Can genetics predict response to complex behavioral interventions? Evidence from a genetic analysis of the Fast Track randomized control trial.
Albert, D., Belsky, D. W., Crowley, D. M., Latendresse, S. J., Aliev, F., Riley, B., Sun, C., Conduct Problems Prevention Research Group, Dick, D. M., & Dodge, K. A. (2015). Can genetics predict response to complex behavioral interventions? Evidence from a genetic analysis of the Fast Track randomized control trial. Journal of Policy Analysis and Management, 34(3), 497-518.

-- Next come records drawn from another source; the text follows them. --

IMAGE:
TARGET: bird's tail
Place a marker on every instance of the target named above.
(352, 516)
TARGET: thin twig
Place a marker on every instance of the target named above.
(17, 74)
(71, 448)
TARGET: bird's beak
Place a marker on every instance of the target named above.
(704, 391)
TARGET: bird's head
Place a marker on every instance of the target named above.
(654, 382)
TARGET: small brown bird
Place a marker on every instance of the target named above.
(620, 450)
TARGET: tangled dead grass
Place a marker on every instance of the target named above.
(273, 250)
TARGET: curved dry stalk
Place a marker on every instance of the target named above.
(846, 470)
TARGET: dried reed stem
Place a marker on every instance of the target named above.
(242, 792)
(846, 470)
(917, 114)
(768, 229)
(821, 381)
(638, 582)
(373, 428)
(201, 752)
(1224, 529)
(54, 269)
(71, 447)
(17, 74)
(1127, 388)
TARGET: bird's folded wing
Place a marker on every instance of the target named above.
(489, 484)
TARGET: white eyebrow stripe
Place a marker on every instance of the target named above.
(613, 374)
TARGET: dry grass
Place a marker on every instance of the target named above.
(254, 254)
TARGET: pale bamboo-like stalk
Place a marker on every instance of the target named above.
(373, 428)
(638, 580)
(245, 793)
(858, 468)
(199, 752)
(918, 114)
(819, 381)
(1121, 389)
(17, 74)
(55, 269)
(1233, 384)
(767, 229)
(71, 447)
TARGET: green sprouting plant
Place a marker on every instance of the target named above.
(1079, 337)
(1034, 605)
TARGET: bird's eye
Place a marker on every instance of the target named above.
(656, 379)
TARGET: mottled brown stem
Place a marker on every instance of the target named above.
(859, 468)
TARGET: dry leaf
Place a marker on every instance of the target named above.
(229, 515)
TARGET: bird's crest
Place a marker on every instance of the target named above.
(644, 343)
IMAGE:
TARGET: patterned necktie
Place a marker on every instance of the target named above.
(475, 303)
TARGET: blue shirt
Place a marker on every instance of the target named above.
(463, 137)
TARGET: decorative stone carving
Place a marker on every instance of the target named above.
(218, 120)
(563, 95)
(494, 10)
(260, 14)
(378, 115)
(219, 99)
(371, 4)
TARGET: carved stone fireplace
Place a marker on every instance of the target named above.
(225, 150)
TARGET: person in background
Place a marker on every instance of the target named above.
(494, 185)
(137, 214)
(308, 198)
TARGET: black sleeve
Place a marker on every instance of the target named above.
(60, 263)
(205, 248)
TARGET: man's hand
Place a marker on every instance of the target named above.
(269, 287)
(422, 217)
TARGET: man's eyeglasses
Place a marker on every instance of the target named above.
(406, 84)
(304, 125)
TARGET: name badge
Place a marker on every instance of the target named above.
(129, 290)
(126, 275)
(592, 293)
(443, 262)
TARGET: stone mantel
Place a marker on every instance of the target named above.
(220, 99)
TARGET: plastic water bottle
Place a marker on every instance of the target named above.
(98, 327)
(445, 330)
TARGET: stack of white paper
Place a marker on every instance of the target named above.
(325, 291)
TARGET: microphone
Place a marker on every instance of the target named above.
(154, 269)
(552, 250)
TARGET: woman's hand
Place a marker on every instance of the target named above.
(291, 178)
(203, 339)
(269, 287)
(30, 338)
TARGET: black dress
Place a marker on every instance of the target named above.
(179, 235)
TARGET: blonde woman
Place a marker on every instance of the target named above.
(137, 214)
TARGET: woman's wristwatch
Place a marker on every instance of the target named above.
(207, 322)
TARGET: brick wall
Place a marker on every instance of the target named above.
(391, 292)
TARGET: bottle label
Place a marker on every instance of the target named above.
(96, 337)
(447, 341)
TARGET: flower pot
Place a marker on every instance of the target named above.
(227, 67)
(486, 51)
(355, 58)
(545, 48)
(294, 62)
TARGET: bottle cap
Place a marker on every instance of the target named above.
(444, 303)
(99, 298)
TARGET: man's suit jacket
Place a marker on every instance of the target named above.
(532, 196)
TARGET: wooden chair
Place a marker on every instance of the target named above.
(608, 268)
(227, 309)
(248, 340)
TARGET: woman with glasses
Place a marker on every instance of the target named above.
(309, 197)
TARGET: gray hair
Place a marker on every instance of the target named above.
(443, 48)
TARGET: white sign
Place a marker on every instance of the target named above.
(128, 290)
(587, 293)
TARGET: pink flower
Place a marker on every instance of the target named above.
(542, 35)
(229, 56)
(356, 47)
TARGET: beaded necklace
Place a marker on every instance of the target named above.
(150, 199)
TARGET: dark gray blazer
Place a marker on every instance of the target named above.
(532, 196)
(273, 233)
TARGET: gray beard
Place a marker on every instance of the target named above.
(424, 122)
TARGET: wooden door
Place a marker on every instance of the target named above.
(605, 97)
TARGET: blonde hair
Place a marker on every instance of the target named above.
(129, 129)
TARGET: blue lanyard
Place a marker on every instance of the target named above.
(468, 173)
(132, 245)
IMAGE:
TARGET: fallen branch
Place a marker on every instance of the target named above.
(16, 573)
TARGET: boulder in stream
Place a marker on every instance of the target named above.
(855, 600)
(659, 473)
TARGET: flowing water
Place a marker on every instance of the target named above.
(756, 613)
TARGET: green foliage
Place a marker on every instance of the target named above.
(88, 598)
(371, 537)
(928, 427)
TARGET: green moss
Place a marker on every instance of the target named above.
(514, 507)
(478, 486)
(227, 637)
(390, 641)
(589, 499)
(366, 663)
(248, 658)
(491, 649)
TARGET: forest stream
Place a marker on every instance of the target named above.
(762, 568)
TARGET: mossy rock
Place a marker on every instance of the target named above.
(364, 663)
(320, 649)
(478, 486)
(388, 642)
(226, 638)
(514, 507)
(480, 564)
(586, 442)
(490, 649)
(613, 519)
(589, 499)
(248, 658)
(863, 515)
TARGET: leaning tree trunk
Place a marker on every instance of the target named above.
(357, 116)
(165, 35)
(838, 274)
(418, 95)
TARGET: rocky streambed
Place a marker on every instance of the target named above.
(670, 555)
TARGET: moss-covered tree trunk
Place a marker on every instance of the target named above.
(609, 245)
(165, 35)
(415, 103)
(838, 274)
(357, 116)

Abstract: Early interventions are a preferred method for addressing behavioral problems in high-risk children, but often have only modest effects. Identifying sources of variation in intervention effects can suggest means to improve efficiency. One potential source of such variation is the genome. We conducted a genetic analysis of the Fast Track randomized control trial, a 10-year-long intervention to prevent high-risk kindergarteners from developing adult externalizing problems including substance abuse and antisocial behavior. We tested whether variants of the glucocorticoid receptor gene NR3C1 were associated with differences in response to the Fast Track intervention. We found that in European-American children, a variant of NR3C1 identified by the single-nucleotide polymorphism rs10482672 was associated with increased risk for externalizing psychopathology in control group children and decreased risk for externalizing psychopathology in intervention group children. Variation in NR3C1 measured in this study was not associated with differential intervention response in African-American children. We discuss implications for efforts to prevent externalizing problems in high-risk children and for public policy in the genomic era.